Kaiser Permanente Call Center Employees Received Bonuses to Limit Patient Phone Time, Doctor Appointments
Until recently, telephone service representatives at three Kaiser Permanente call centers in Sacramento, San Jose and Vallejo were given financial bonuses if they reduced the amount of time they spent talking with each patient and limited the number of doctor's appointments they scheduled, among other actions, the Los Angeles Times reports.
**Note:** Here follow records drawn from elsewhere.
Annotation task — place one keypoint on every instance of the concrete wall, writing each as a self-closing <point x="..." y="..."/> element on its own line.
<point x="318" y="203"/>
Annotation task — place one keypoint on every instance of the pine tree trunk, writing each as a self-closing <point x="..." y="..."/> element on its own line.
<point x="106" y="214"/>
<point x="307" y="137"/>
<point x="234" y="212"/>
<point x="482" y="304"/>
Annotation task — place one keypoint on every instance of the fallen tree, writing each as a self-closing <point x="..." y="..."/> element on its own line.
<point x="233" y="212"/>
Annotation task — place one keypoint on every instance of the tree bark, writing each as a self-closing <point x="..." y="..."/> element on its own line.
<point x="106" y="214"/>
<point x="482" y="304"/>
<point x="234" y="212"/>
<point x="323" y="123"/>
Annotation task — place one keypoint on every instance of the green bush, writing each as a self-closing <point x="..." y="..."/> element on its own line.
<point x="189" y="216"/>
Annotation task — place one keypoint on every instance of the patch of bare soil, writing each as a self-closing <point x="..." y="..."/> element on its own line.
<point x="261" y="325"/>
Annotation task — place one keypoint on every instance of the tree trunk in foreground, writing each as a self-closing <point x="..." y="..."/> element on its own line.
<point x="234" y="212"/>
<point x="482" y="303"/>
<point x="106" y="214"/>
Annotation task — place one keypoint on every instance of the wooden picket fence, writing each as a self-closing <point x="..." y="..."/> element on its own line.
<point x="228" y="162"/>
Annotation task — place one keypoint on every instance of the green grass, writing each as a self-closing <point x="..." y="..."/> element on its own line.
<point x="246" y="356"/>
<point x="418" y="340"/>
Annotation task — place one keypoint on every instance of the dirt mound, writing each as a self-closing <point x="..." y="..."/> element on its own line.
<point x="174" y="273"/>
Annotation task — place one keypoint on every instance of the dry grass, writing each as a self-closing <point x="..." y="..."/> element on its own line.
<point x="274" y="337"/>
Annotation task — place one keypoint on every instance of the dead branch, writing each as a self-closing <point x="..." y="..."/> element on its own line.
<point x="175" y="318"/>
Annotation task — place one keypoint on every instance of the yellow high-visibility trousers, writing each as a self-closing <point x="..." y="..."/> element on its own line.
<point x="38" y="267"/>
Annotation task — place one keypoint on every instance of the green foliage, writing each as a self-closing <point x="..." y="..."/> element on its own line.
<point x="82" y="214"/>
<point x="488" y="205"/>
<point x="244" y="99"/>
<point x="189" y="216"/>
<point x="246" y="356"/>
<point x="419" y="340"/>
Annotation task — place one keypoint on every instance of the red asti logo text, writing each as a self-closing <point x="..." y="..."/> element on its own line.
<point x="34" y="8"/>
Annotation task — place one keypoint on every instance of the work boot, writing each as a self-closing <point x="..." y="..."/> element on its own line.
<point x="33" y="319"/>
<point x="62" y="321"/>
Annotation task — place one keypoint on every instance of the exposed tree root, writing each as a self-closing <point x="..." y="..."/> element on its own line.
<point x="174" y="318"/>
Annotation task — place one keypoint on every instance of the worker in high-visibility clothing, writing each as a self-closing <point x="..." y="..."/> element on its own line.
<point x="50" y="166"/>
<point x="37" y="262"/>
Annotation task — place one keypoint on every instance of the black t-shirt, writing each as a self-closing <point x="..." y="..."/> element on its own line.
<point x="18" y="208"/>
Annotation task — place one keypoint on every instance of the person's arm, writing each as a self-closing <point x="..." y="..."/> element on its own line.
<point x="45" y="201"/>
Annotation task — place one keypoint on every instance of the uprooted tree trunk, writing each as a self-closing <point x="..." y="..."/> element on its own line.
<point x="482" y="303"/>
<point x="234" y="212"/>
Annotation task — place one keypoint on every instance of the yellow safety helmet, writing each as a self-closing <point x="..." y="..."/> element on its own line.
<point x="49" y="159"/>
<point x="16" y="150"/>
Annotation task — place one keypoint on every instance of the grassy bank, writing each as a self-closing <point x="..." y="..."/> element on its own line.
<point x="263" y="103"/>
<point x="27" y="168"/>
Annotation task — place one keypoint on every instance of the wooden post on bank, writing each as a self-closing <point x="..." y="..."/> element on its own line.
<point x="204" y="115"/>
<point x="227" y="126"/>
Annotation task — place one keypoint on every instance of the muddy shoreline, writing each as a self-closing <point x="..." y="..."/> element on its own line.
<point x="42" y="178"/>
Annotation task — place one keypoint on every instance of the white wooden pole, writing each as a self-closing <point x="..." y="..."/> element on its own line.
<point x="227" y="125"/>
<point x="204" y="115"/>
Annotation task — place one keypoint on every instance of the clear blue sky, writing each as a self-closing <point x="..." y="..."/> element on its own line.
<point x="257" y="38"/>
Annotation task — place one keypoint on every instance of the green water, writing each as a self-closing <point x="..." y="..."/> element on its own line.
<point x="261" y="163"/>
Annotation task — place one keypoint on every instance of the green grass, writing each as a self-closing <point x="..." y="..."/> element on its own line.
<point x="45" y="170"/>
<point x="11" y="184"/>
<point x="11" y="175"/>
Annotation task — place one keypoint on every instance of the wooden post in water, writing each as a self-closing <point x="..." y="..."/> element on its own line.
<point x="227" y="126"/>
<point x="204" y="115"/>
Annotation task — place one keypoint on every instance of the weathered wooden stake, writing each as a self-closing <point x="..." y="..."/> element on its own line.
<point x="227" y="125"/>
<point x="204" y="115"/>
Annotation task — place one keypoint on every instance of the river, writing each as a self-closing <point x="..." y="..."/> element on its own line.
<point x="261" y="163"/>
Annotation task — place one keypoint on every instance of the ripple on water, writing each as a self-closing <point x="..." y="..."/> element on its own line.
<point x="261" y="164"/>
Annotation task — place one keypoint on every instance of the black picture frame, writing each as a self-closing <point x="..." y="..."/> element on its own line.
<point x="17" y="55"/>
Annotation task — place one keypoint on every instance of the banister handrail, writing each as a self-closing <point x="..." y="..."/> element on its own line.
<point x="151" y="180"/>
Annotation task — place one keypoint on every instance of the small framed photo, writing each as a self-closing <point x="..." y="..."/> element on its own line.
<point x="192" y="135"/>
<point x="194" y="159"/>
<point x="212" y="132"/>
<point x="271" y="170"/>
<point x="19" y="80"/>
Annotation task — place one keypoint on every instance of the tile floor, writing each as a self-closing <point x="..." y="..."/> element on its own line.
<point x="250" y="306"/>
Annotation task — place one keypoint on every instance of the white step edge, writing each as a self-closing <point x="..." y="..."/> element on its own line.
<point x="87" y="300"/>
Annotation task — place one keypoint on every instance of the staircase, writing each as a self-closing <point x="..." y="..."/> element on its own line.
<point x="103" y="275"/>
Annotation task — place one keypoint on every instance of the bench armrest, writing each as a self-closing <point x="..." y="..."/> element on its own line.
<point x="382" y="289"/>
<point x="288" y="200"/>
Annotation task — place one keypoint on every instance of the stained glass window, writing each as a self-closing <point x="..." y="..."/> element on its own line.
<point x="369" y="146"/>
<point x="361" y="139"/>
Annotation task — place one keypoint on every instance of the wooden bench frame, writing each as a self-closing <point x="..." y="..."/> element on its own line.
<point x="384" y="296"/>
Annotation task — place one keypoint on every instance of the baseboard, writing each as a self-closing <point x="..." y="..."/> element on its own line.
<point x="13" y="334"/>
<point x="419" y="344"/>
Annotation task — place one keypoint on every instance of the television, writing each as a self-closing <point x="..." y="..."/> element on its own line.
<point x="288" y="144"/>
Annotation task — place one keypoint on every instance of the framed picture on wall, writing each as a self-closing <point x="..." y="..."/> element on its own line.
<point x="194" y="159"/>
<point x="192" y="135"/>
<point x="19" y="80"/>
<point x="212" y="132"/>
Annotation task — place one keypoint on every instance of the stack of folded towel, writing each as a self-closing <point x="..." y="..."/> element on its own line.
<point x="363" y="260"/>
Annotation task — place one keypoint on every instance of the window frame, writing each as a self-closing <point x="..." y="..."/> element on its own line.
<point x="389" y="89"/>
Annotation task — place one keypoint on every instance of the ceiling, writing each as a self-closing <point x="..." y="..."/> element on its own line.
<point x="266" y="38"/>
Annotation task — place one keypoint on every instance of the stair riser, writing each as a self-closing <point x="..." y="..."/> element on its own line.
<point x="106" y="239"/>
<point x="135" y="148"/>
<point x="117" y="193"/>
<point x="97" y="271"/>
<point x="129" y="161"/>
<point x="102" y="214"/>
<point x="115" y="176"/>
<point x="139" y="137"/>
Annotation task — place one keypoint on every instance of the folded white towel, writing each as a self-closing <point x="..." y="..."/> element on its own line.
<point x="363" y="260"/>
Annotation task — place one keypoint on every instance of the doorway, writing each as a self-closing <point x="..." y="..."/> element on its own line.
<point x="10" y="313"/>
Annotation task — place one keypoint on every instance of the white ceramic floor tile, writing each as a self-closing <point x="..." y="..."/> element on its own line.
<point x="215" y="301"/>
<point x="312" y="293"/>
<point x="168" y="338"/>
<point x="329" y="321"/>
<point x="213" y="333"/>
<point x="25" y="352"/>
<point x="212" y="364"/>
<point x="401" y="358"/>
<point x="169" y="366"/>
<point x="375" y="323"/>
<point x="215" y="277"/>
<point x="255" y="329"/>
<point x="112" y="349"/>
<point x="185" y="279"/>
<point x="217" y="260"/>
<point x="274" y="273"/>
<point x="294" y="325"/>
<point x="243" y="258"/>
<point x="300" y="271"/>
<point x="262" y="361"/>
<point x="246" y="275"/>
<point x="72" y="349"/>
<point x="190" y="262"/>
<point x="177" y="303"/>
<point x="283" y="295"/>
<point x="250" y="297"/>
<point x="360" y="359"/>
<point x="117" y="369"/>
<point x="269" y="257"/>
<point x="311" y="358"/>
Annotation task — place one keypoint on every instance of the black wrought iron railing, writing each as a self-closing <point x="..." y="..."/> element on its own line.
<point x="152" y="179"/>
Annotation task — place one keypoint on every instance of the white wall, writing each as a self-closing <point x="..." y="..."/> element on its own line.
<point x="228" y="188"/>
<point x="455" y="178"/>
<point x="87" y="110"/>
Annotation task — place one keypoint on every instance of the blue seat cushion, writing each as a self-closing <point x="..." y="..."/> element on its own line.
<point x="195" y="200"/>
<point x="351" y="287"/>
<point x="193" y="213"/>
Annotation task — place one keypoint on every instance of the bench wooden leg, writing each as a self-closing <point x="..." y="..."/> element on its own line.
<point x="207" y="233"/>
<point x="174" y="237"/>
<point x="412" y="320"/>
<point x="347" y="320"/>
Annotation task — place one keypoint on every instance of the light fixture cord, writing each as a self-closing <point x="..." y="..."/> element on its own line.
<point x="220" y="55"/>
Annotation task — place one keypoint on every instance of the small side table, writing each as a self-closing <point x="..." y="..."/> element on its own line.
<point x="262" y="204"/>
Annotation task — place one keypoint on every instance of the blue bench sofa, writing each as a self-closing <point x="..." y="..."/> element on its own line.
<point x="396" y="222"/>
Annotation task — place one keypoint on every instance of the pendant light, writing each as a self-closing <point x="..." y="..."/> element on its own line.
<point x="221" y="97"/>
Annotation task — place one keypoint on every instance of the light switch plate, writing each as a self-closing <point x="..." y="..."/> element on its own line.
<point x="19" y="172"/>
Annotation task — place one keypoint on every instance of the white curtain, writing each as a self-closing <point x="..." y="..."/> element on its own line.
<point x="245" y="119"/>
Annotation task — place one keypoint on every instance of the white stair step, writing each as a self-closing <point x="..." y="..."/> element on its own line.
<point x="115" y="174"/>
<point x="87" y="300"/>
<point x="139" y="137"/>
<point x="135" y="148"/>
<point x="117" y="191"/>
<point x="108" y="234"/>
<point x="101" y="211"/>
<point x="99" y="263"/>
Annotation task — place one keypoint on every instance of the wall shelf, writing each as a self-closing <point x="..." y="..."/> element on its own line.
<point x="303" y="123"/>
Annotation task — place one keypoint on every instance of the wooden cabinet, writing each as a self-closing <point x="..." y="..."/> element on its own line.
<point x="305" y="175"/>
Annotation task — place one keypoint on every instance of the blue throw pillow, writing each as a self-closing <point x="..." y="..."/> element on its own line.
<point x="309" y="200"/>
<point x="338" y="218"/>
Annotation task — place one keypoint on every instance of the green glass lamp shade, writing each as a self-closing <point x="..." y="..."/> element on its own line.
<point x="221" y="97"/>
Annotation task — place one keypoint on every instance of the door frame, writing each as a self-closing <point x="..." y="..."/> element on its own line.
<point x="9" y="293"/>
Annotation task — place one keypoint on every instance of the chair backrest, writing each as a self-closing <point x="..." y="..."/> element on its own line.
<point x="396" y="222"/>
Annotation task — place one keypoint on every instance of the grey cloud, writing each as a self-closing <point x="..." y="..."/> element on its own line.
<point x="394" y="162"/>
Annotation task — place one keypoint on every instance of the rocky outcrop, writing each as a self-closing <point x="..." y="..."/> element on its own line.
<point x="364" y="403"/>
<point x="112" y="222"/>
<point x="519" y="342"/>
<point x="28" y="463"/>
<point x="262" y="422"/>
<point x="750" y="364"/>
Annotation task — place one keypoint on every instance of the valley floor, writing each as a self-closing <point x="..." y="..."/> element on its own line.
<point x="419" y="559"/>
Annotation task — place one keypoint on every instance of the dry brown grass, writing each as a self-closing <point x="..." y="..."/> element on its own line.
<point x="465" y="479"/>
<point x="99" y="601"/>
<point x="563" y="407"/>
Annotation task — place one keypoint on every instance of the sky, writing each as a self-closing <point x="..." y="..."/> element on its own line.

According to internal company documents, from January 2000 to December 2001, telephone clerks could earn a bonus of up to 10% of their salary, with a maximum of $625 per quarter, if they met three of four criteria:
- Handling English language calls in less than three minutes and 45 seconds and foreign language calls in less than eight minutes and 30 seconds;
- Scheduling a doctor's appointment for between 15% and 35% of callers;
- Transferring calls to advice nurses less than 50% of the time during normal business hours or 60% of the time on nights and weekends; and
- Spending an average of at least 75% of the workday answering calls.
Kaiser spokesperson Jim Anderson said the bonuses, which were a joint program between Kaiser and Service Employees International Union Local 250, were intended to "reward good service" and not to deny patients access to care. "This was a pilot program, and it was discontinued because it was determined that it wasn't working," Anderson said. About 505 registered nurses surveyed by Kaiser at the three call centers, which serve about three million Northern California subscribers, said they had "a serious concern" that callers were made to wait too long to receive doctor's appointments. The nurses were not part of the bonus program, the Times reports. According to the California Nurses Association, the "main problem" with the call centers is that telephone service representatives, who do not have health licenses, evaluate patients' medical conditions when making appointments, a task that state law restricts to medical personnel. The Department of Managed Health Care said it is investigating the issue (Ornstein, Los Angeles Times, 5/17).This is part of the California Healthline Daily Edition, a summary of health policy coverage from major news organizations. Sign up for an email subscription.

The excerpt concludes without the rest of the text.